Tingxiang Zou studierte Philosophie an der Universität Peking und erhielt in Amsterdam ihren Master in Logik. Als Doktorandin der Mathematik forschte sie 2015 bis 2019 am Institut Camille Jordan der Universität Lyon und kam dann nach Stationen an der Hebrew University in Jerusalem und dem Exzellenzcluster Mathematics Münster Anfang 2024 nach Bonn, wo sie als Postdoktorandin am Mathematischen Institut assoziiertes Mitglied des Hausdorff Center for Mathematics (HCM) wurde, eines der derzeit acht Exzellenzcluster der Universität Bonn. Ab September 2026 wird sie eine Emmy Noether-Forschungsgruppe leiten, die anfangs mit bis zu 850.000 Euro von der Deutschen Forschungsgemeinschaft gefördert wird.
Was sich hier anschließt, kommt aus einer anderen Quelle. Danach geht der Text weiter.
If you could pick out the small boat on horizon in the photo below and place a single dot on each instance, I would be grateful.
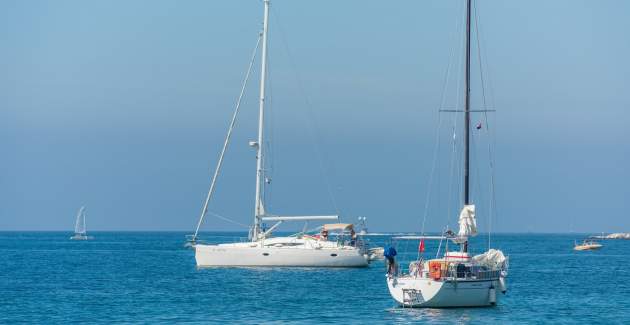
(587, 245)
(80, 232)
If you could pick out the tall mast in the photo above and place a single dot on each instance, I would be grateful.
(467, 118)
(259, 208)
(467, 110)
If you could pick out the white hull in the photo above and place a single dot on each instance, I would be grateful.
(255, 254)
(81, 237)
(424, 292)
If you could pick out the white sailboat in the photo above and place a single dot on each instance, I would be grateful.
(80, 232)
(456, 279)
(263, 249)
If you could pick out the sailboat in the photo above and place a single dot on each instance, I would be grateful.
(80, 232)
(456, 279)
(587, 245)
(263, 249)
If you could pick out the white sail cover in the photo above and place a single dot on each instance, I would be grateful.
(493, 258)
(467, 222)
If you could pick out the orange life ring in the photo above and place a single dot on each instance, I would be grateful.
(435, 270)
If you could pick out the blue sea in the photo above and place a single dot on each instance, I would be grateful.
(150, 277)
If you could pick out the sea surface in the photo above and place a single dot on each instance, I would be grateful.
(150, 277)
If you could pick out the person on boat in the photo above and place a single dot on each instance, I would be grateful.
(390, 254)
(353, 237)
(324, 234)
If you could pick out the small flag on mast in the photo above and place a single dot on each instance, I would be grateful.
(421, 246)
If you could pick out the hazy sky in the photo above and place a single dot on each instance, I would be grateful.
(122, 106)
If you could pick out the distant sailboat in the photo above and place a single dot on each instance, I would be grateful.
(587, 245)
(80, 232)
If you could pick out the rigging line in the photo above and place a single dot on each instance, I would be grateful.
(227, 138)
(456, 118)
(492, 205)
(216, 215)
(433, 167)
(269, 159)
(313, 120)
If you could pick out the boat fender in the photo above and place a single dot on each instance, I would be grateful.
(502, 285)
(492, 296)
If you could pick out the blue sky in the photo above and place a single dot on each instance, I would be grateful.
(123, 105)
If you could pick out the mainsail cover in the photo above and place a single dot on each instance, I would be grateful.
(467, 222)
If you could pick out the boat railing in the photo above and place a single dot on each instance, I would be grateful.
(470, 274)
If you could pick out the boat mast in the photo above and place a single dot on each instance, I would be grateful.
(259, 208)
(467, 116)
(467, 111)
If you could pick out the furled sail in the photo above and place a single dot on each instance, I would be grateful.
(467, 222)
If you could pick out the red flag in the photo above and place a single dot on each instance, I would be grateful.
(421, 246)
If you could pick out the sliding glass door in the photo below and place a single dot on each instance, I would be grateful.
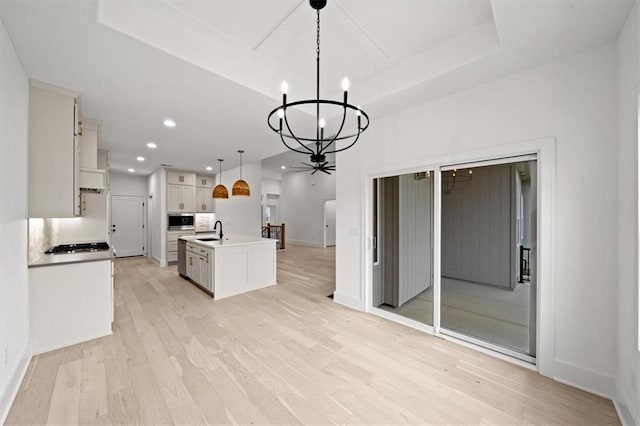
(403, 245)
(488, 234)
(486, 290)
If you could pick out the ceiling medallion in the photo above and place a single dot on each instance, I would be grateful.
(319, 146)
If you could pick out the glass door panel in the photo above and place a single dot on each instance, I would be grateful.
(403, 245)
(488, 252)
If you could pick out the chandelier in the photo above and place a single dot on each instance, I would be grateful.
(319, 146)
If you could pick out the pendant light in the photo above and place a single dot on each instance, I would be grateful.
(319, 145)
(241, 187)
(220, 191)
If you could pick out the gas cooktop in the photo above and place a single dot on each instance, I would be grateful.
(77, 248)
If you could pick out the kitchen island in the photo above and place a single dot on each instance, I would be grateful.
(233, 265)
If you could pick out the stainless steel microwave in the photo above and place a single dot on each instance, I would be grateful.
(181, 221)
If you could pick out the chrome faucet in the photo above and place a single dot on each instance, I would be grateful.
(215, 227)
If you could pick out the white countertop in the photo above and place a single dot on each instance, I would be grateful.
(64, 258)
(227, 241)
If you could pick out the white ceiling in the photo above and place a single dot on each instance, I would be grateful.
(215, 66)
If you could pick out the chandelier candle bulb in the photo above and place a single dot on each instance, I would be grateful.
(345, 84)
(285, 88)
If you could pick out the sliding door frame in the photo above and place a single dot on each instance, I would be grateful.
(544, 151)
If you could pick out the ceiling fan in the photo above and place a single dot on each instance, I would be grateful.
(324, 167)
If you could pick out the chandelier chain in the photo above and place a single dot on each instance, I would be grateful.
(318, 34)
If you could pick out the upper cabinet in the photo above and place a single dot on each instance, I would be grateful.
(181, 178)
(92, 179)
(54, 151)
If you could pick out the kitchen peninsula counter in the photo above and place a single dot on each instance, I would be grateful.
(233, 265)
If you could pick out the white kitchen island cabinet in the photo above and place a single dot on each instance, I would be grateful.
(237, 264)
(70, 302)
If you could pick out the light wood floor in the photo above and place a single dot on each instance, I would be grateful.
(282, 355)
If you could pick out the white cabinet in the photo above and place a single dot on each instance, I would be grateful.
(54, 151)
(70, 303)
(181, 178)
(204, 181)
(204, 200)
(180, 198)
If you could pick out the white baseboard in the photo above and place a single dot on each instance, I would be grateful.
(304, 243)
(349, 301)
(13, 385)
(626, 410)
(582, 378)
(42, 349)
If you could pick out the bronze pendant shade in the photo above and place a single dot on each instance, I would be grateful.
(241, 187)
(220, 191)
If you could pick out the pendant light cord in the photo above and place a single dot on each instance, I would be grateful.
(318, 143)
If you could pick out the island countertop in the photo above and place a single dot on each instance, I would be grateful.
(227, 241)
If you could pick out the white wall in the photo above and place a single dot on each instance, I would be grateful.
(157, 220)
(128, 184)
(271, 186)
(573, 100)
(242, 215)
(628, 360)
(14, 285)
(302, 205)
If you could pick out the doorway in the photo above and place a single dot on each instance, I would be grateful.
(127, 225)
(330, 223)
(454, 252)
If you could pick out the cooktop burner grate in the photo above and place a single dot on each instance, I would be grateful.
(77, 248)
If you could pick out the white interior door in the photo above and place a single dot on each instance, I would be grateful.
(330, 223)
(127, 225)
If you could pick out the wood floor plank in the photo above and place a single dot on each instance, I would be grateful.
(94, 399)
(65, 400)
(281, 355)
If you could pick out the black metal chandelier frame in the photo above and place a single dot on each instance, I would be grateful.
(323, 145)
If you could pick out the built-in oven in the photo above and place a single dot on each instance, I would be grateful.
(181, 221)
Die Laufzeit beträgt zunächst drei Jahre und kann nach einer positiven Zwischenbegutachtung um weitere drei Jahre verlängert werden und zusätzliche 710.000 Euro an Fördergeldern erhalten.


Emmy Noether-Programm

Mit dem Emmy Noether-Programm eröffnet die Deutsche Forschungsgemeinschaft (DFG) herausragend qualifizierten Wissenschaftler*innen in frühen Karrierephasen die Möglichkeit, sich durch die eigenverantwortliche Leitung einer Gruppe über einen Zeitraum von sechs Jahren für eine Hochschulprofessur zu qualifizieren.